At Colorado State University, for example, 44 percent of students last year graduated with no student loan debt at all. Among those CSU students who do have loans to repay, the average debt is around $22,000, significantly below the national average.

“Students at public four-year universities continue to see a great return on their investment in higher education and to graduate with lower than average debt loads – facts that are often missed in discussions about student debt loads overall,” Frank said.

“This latest White House report reinforces what we’ve been saying for some time: Public higher education continues to be a smart and affordable investment. We’re gratified to see this new report provide consumers and decision-makers with solid data to back that up.”

The White House report points out that average college graduates with a four-year degree will earn $1 million more over their lifetimes compared to a person with no college education.

Students at four-year schools are better able to pay back what they borrow for their education, the report says. “Borrower distress” is lower among students who complete their degrees at four-year public institutions such as Colorado State, where the loan default rate is 2.8 percent – and declining. That’s below the national average of 7.6 percent among four-year public institutions, and far below the average of 11.8 percent for all types of institutions combined.

While the report includes concerns about debt and default rates at community colleges, it singles out particular concerns with for-profit institutions, saying “relatively low returns at for-profit colleges are increasingly becoming a cause for concern, especially given the high rates of borrowing by students at those schools.”

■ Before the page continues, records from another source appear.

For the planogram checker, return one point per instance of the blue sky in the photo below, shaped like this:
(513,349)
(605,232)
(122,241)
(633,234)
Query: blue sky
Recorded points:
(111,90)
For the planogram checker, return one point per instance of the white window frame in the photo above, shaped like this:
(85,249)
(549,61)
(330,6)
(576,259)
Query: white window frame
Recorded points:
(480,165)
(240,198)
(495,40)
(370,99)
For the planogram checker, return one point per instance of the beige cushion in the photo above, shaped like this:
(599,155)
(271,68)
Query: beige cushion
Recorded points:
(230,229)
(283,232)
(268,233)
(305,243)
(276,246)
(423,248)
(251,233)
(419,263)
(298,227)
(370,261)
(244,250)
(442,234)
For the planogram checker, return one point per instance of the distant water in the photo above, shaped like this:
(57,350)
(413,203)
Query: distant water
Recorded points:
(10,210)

It’s a distinction leaders like President Frank have been making for several years, saying the nuance is critical to understanding where schools like CSU fit in the overall debt equation.

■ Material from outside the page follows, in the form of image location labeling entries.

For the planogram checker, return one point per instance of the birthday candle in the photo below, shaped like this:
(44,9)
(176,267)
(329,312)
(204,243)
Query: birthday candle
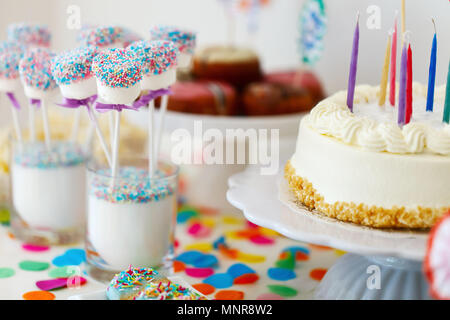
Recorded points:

“Despite what many people have been led to believe, on average, CSU students are graduating with debt that is manageable and graduating with a highly valued four-year degree that is positioning them well to be able to repay that investment and then go on to reap the substantial benefits of having earned that degree,” Frank said.

“As our leaders continue to look at this issue, we should pay attention to this data and focus our national conversation on the real problem rather than painting all of higher education with the same broad brush.”